Back in 2004, I asked a group of bankers when mobile would take off in banking. They all said: “not in our lifetimes”.

In 2007, Bank of America launched their mobile banking applications and has seen a rapid uptake of users. In less than a year, they reached a million customers on mobile, and saw a further 300% growth in 2008. It took them over a year to get the first million customers; a pregnancy period of just nine months to get the second million; and a short six months to get the third.

According to Doug Brown, the man responsible for mobile banking at Bank of America, the speed of take-up is accelerating even faster in 2009, with 150,000 new mobile customers in September 2009, 210,000 in August and 220,000 in July.

What are they doing?

99% of mobile users’ view balances, 90% view transaction details and about $10 billion of funds have been moved via mobile.

But this is not just for existing accountholders wanting account access. The bank has gained over 150,000 new accountholders from competitors during 2009, just because they wanted mobile banking.

So far so good.

Now jump to Africa.

M-PESA is the story in Africa.

M-PESA is the mobile text service introduced by Vodafone’s subsidiary, Safaricom, back in 2007. Suddenly a country with zero electronic methods for making payments for the masses had an electronic access which has revolutionised the country.

Within a year, one in five Safaricom users were using M-PESA to make payments, and one in ten Kenyans had used the service. By November 2009, M-PESA had become the world’s biggest mobile money service with over 10% of Kenya’s GDP moved by mobile payments. Accidentally, Safaricom had become the biggest bank in Kenya with 8 million users registered and over $2 billion transferred by mobile.

Now M-PESA is being expanded into Nigeria, South Africa and other African countries, whilst banks are saying that customers are actually switching banks to get mobile channel access.

Now jump to Japan.

A bank launched in Japan in June 2008 called Jibun Bank.

Jibun Bank is a mobile only bank. The Bank is designed for access via mobile only. You try to use the bank online, and it’s rubbish. As for branches, forget it. This is a multimedia rich, mobile only bank.

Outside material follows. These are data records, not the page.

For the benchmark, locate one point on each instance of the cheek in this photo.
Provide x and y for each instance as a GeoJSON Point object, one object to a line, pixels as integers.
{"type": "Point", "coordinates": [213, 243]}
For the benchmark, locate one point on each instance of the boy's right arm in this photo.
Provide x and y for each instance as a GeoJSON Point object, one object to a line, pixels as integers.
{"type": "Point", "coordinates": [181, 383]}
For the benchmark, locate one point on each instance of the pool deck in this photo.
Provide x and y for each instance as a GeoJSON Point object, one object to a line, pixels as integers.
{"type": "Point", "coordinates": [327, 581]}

The bank is a joint venture between the Bank of Tokyo-Mitsubishi UFJ and telecom operator KDDI.

Jibun Bank, which means my bank, gained 500,000 account openings in just eight months and, after eighteen months, had Y140 billion ($1.5 billion) of deposits by December 2009, from over 850,000 accounts.

At the start of March 2010, the bank opened their millionth account.

What is the point of these three short case studies?

Well, there are many, many examples of banks innovating with mobile worldwide today, but the lesson is this.

In 2004, bankers believed this revolution would not take place in their lifetime.

One banker actually said to me, in writing: “I think this idea is way out there – ten to twenty years – before this plays out in any sizable way.”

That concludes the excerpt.